%matplotlib inline

import matplotlib.pyplot as plt
import numpy as np

Least squares optimization

Many optimization problems involve minimization of a sum of squared residuals. We will take a look at finding the derivatives for least squares minimization.

In least squares problems, we usually have \(m\) labeled observations \((x_i, y_i)\). We have a model that will predict \(y_i\) given \(x_i\) for some parameters \(\beta\), \(f(x) = X\beta\). We want to minimize the sum (or average) of squared residuals \(r(x_i) = y_i - f(x_i)\). For example, the objective function is usually taken to be

\[\frac{1}{2} \sum{r(x_i)^2}\]

As a concrete example, suppose we want to fit a quadratic function to some observed data. We have

\[f(x) = \beta_0 + \beta_1 x + \beta_2 x^2\]

We want to minimize the objective function

\[L = \frac{1}{2} \sum_{i=1}^m (y_i - f(x_i))^2\]

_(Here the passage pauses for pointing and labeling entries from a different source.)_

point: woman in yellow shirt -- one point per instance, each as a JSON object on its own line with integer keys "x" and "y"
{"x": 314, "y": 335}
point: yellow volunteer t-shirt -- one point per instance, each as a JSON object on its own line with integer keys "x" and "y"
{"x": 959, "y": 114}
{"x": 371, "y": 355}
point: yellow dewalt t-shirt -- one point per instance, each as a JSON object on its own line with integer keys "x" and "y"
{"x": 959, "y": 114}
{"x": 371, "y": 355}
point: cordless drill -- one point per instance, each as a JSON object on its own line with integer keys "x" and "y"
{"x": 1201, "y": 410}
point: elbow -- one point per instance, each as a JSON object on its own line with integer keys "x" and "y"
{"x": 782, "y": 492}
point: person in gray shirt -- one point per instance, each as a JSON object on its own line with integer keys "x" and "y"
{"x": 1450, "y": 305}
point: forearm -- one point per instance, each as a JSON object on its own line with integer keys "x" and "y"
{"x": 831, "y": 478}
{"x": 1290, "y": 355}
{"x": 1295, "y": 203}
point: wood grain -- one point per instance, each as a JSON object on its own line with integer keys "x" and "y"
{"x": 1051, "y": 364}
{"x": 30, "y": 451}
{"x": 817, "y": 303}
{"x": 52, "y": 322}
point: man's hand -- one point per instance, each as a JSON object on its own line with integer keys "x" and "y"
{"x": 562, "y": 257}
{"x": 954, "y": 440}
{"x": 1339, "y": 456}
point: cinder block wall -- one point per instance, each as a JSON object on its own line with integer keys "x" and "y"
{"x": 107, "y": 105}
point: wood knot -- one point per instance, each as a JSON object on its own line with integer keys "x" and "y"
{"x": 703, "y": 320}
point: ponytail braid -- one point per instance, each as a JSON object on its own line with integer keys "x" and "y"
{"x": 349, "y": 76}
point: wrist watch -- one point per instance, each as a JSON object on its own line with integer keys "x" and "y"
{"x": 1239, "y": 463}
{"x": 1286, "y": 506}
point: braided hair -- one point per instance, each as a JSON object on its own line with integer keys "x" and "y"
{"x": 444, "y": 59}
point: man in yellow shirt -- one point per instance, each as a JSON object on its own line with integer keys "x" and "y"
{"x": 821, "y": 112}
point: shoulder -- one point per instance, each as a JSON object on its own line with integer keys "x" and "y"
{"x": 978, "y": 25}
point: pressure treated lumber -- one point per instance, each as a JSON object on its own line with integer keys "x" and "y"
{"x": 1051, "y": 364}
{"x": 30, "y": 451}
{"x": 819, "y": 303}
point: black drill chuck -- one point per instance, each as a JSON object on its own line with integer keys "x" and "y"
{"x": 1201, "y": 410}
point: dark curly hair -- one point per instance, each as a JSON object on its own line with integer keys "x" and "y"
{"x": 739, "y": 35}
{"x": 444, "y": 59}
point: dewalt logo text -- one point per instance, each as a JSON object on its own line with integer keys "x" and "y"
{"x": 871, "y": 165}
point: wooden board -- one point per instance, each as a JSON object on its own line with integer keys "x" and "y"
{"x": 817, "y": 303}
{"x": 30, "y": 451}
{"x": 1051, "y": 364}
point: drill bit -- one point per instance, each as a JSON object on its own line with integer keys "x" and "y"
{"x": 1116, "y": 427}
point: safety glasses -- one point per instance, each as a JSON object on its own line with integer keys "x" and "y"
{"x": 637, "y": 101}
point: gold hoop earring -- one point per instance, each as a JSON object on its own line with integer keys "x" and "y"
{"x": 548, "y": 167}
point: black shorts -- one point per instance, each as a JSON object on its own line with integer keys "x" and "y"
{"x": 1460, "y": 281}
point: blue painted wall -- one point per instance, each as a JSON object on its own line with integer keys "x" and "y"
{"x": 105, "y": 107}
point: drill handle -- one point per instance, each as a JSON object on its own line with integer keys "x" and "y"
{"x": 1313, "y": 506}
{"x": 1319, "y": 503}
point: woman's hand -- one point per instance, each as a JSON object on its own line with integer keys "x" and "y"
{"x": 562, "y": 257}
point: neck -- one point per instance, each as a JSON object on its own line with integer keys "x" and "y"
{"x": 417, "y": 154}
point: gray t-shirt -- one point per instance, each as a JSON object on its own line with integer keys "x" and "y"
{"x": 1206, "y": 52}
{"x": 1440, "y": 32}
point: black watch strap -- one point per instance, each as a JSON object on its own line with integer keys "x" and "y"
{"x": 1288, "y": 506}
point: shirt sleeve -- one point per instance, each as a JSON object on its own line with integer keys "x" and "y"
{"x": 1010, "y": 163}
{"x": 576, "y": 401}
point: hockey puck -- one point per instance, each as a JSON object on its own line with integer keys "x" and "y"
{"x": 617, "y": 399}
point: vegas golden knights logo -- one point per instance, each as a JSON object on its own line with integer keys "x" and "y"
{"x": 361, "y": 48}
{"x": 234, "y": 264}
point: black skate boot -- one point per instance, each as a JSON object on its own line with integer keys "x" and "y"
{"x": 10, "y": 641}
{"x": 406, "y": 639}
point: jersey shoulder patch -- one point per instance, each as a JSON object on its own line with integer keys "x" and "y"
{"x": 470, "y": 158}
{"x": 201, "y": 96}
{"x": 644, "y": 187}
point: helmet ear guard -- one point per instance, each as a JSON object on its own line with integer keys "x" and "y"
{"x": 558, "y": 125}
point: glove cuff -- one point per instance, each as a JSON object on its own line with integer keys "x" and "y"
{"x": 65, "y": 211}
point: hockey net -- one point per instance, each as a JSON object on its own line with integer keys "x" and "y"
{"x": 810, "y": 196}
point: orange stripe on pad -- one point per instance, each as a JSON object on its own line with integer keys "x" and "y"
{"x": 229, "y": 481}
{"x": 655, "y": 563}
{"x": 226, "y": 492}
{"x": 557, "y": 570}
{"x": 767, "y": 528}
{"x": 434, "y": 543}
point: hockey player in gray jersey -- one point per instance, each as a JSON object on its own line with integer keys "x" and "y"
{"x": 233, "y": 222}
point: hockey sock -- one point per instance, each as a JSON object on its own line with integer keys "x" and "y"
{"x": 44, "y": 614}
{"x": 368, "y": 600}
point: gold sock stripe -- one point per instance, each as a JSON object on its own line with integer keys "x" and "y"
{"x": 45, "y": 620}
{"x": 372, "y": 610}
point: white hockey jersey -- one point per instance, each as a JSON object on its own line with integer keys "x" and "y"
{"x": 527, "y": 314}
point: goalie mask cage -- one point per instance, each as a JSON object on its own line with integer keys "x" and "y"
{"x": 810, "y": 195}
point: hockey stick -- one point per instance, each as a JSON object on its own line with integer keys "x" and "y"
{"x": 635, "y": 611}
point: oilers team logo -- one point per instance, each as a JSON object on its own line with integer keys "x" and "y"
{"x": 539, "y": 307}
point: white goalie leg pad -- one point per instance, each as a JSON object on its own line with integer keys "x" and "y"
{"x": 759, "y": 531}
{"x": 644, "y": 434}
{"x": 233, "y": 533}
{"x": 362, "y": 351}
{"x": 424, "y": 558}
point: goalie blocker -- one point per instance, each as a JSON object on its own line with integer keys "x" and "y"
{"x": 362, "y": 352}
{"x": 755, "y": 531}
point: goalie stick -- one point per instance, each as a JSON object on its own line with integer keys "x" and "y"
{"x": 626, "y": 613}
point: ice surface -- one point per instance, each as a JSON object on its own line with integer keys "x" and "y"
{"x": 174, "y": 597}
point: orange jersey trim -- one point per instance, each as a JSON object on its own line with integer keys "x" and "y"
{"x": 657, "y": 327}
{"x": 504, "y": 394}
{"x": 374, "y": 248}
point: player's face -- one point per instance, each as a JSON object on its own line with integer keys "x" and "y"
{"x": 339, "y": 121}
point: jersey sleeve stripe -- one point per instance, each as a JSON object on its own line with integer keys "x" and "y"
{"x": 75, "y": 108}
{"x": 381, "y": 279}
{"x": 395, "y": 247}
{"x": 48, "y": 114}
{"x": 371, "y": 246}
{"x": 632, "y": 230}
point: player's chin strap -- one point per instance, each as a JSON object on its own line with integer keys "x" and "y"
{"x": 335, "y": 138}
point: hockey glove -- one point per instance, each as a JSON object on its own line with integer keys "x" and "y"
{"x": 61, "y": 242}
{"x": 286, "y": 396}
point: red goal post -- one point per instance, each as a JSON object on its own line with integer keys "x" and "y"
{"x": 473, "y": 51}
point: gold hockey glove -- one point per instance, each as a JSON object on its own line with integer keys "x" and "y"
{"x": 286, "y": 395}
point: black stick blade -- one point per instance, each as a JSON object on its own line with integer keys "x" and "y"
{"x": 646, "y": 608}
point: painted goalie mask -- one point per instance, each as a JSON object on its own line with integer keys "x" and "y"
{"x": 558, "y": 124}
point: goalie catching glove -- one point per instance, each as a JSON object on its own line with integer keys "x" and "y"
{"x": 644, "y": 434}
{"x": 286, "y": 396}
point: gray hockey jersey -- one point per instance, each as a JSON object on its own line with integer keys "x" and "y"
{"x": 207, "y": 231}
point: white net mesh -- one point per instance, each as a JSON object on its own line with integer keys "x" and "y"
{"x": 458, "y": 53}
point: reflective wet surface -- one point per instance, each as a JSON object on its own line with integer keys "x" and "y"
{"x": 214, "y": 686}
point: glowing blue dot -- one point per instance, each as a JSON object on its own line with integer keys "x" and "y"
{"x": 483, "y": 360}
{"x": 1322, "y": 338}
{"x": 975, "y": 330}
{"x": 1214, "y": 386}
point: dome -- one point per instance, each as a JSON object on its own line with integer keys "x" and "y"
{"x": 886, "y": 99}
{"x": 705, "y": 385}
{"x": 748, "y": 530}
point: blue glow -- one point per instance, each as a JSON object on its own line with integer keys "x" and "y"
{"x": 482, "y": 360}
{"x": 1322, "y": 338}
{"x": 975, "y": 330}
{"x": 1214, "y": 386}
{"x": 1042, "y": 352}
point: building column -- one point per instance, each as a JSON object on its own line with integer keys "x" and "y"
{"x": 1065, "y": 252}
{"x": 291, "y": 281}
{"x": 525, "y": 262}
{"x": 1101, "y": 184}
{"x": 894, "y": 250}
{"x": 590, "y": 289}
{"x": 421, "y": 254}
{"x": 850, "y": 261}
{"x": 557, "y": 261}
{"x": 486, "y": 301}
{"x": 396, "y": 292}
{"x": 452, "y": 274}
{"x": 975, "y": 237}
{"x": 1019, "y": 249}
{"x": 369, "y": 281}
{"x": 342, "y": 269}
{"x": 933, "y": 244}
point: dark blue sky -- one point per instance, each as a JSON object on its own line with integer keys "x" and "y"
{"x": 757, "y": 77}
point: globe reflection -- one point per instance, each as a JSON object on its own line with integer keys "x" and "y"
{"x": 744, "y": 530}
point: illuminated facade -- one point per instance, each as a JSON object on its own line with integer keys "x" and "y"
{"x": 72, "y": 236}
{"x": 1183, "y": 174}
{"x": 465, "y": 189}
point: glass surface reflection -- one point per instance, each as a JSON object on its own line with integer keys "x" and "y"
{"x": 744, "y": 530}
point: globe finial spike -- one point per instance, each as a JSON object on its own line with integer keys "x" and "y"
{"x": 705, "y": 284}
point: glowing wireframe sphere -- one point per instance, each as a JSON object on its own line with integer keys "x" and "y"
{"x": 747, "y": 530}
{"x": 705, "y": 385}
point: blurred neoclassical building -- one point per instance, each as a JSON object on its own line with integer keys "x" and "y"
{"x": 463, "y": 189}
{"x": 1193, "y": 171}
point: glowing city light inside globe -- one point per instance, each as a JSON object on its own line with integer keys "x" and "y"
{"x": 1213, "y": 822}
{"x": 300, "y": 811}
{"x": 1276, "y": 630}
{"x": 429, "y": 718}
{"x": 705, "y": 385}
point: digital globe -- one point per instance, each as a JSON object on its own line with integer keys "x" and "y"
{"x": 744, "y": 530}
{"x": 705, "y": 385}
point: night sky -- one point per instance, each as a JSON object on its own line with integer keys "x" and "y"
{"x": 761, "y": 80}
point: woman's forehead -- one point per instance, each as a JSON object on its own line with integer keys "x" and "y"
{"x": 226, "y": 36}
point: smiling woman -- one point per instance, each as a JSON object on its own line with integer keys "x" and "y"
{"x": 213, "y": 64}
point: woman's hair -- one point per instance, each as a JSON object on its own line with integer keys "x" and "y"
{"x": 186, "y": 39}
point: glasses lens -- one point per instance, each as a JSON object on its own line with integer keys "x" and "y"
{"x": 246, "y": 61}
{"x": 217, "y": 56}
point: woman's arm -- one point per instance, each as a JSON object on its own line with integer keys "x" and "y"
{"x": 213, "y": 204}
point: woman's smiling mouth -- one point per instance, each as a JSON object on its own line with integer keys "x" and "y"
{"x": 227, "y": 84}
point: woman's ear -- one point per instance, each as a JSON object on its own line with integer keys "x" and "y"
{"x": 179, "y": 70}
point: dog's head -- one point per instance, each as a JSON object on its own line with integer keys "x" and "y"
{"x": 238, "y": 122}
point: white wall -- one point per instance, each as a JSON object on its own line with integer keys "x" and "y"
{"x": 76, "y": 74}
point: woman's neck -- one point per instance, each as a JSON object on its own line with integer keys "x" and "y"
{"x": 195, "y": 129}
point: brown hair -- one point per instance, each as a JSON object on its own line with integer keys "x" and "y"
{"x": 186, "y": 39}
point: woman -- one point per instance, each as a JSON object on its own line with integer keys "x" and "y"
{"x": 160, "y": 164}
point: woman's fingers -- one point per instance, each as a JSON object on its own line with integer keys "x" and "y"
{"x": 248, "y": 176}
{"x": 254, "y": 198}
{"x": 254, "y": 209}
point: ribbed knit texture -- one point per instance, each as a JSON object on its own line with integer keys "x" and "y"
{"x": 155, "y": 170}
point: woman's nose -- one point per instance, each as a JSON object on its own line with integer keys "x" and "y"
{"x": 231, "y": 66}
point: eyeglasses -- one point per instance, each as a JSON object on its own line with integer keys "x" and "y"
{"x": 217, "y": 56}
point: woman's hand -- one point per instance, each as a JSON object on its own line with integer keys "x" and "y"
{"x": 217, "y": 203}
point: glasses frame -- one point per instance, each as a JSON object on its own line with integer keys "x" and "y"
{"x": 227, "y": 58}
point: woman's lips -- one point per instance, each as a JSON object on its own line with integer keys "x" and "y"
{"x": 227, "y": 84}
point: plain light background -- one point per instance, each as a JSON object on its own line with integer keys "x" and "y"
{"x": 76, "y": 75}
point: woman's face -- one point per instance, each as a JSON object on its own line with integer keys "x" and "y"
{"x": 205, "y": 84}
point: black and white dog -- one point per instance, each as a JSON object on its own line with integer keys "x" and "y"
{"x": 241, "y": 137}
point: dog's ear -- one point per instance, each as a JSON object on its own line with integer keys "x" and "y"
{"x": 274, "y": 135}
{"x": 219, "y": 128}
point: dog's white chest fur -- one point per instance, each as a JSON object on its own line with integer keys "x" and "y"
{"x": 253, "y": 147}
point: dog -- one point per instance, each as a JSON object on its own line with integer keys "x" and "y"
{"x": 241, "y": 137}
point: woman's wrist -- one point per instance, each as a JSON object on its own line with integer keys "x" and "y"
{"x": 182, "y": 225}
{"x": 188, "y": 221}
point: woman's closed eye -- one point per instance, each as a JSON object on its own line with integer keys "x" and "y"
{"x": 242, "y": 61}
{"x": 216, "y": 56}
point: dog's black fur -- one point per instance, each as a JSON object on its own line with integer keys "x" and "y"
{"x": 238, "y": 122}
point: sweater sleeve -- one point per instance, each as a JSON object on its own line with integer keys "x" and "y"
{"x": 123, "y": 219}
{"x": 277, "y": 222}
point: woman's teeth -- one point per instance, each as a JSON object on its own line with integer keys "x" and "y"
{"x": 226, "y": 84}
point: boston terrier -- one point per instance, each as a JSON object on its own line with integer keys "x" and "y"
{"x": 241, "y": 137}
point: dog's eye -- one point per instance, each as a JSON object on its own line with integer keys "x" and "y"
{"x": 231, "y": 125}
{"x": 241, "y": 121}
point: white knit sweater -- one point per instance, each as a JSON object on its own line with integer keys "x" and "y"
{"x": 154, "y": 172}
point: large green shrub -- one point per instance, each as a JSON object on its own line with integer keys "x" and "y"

Taking derivatives with respect to \(\beta\), we get

\[\begin{split}\frac{dL}{d\beta} = \begin{bmatrix} \sum_{i=1}^m f(x_i) - y_i \\ \sum_{i=1}^m x_i (f(x_i) - y_i) \\ \sum_{i=1}^m x_i^2 (f(x_i) - y_i) \end{bmatrix}\end{split}\]

Working with matrices

Writing the above system as a matrix, we have \(f(x) = X\beta\), with

\[\begin{split}X = \begin{bmatrix} 1 & x_1 & x_1^2 \\ 1 & x_2 & x_2^2 \\ \vdots & \vdots & \vdots \\ 1 & x_m & x_m^2 \end{bmatrix}\end{split}\]

and

\[\begin{split}\beta = \begin{bmatrix} \beta_0 \\ \beta_1 \\ \beta_2 \end{bmatrix}\end{split}\]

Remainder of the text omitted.